I went to several workshop discussions at Winter Wheat. The most amazing, though, was a poetry-based writing workshop which explored visual imagery as a prompt for writing. During part of the workshop, the facilitators handed out abstract black and white images. I loved how my subconscious was drawn to create meaning from meaningless black and white swirls. The image I fixated on was a circle. It reminded me of our dented, beat-up tea pot or a deep pot of soup. During the writing, here's roughly what I wrote based on an abstract image:

I tell him, "It's soup season."

He says, "There's a soup season?" a bit startled like he was unaware that we were supposed to celebrate a national holiday.

I put the garden to bed in November, poke little thumb-shaped nubbins of garlic into the deep, brown earth.
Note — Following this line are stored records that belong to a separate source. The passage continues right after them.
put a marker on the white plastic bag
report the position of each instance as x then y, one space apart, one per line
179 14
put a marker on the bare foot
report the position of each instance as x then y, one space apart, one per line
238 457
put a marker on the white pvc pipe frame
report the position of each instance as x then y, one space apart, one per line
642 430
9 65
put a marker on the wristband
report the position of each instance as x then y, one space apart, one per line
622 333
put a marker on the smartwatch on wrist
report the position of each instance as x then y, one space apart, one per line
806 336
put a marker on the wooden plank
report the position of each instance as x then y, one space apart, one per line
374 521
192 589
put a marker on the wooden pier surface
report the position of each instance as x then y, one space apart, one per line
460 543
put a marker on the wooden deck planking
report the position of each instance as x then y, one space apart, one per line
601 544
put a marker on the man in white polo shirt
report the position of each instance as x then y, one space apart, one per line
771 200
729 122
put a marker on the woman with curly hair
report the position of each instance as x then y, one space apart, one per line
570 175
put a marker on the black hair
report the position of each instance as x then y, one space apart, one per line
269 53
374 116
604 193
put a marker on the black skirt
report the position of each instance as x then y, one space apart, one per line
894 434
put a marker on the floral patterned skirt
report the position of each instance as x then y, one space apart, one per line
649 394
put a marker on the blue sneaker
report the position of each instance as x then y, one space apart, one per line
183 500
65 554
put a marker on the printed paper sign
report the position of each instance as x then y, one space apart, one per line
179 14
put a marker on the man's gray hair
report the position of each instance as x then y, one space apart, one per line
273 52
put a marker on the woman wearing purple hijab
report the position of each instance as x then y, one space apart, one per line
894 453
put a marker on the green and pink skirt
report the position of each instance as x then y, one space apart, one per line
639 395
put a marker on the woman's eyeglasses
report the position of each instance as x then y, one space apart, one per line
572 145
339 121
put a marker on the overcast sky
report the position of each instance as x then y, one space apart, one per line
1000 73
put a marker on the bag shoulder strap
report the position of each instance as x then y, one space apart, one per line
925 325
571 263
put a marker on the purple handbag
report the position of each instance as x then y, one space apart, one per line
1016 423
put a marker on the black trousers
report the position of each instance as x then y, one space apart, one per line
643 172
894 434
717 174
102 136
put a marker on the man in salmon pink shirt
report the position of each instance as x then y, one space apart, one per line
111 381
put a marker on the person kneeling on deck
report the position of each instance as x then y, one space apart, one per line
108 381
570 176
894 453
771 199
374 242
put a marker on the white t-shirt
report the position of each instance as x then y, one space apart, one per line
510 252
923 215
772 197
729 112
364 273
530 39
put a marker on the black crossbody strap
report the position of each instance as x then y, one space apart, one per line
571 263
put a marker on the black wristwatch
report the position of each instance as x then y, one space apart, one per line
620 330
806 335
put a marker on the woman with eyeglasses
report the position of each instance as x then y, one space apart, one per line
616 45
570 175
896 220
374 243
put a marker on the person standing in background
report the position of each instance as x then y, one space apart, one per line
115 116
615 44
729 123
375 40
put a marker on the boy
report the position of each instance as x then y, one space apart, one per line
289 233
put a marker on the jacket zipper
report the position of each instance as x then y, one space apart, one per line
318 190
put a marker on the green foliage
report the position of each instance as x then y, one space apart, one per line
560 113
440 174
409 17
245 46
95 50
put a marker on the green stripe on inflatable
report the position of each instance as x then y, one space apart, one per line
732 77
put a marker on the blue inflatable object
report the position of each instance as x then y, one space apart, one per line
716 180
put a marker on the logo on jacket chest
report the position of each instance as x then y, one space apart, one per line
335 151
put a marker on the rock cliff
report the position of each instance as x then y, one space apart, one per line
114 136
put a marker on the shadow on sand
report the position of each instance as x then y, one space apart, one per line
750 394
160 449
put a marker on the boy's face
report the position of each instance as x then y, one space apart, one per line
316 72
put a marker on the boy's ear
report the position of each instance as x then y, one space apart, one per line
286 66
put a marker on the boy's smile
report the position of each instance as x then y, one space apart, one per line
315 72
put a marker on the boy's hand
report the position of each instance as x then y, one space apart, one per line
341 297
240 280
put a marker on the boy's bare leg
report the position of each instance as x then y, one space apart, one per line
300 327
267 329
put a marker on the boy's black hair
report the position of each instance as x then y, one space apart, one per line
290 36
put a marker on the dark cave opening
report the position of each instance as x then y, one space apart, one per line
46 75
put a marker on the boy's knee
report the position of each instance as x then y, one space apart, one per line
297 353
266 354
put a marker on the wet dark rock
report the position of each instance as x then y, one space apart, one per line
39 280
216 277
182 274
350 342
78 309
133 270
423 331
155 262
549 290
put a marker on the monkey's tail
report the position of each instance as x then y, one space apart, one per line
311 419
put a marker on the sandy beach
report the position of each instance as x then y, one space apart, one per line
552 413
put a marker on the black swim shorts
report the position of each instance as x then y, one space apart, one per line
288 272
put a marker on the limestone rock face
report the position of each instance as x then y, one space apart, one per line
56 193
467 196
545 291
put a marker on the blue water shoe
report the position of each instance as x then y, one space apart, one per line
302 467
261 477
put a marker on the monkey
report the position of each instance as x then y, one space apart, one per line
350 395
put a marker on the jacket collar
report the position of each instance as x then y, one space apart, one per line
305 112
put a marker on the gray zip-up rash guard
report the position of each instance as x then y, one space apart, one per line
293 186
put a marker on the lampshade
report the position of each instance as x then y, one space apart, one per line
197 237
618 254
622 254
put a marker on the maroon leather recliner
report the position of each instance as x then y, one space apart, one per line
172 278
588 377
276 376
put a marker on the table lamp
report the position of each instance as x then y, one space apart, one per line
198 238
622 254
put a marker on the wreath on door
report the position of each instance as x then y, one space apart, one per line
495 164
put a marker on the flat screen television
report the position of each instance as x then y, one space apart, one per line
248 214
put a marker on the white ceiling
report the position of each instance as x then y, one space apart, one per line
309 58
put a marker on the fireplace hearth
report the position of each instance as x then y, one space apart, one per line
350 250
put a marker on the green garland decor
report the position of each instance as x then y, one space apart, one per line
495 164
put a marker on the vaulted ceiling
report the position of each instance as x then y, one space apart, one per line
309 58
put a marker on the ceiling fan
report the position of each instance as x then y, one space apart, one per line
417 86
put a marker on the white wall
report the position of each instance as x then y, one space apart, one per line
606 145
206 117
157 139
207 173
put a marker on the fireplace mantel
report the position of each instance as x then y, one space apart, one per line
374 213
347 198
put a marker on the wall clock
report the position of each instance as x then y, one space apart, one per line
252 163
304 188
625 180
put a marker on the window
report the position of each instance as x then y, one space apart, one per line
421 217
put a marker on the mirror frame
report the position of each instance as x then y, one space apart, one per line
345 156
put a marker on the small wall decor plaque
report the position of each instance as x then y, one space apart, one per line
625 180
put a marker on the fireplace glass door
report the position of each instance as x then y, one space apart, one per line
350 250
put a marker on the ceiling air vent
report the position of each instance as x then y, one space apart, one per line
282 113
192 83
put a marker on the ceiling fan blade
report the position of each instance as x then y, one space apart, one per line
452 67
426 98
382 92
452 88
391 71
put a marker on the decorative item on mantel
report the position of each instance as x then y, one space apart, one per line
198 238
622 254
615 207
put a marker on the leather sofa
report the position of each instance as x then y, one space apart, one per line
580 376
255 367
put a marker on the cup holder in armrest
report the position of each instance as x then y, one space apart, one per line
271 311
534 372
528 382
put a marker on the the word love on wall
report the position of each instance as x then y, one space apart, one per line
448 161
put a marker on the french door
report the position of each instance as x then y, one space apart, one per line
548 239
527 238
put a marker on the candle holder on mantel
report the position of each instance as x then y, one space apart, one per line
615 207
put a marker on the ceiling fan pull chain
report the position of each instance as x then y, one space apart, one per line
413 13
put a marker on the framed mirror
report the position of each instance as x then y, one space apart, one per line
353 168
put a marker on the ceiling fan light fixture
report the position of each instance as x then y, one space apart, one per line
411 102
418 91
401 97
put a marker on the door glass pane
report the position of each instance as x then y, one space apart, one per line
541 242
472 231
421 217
It smells like moldy leaves, and the sun glows with a peculiar slant. I wonder, where do the earthworms go in
December when the earth is hard like stone?

I take the teapot out of the cupboard. Like so many of our kitchen things, it has outlived it's original owner, but the stainless steel reflects us. In January, as the trees get brittle and grayer than the sky, my life feels narrow. I make Chamomile tea every night. I stare into the tea pot's chrome, the shiny glare, and try to imagine a world outside this bleakness. Beyond us. Beyond this kitchen with the stained, green striped dish towel. The kitchen is sunny, but cold. Crystals of ice like trapped, lost snowflakes coat the windowpanes. The tea kettle is an orb, a globe. It contains warm, rotund comfort.



As winter approaches, I find myself drawn to soup and tea. Liquid warmth that my very pores can soak up. Soon I'll tell you about all the fabulous soups I've been subsisting off of these past few weeks. But you tell me, what foods do you crave when it gets cold?

4 comments:

Diane said...

Mmmm, soup! I also crave soup when it gets cold. And also hot, cheesy pastas. Pretty much any classic comfort food like chicken and dumplings. Yum!

Sarah Lenz said...

When don't I crave cheesy foods?

The answer?

Never.

Anonymous said...

Avocados. By mid-January, my joints feel freeze-dried, and a rich, creamy avocado helps me feel supple again.

Emily

Amanda McGuire Rzicznek said...

Always soup. And lasagna. And mac&cheese. And curries.

Glad you're back on the scene, babe!

Let's get together for some soup and kale soon!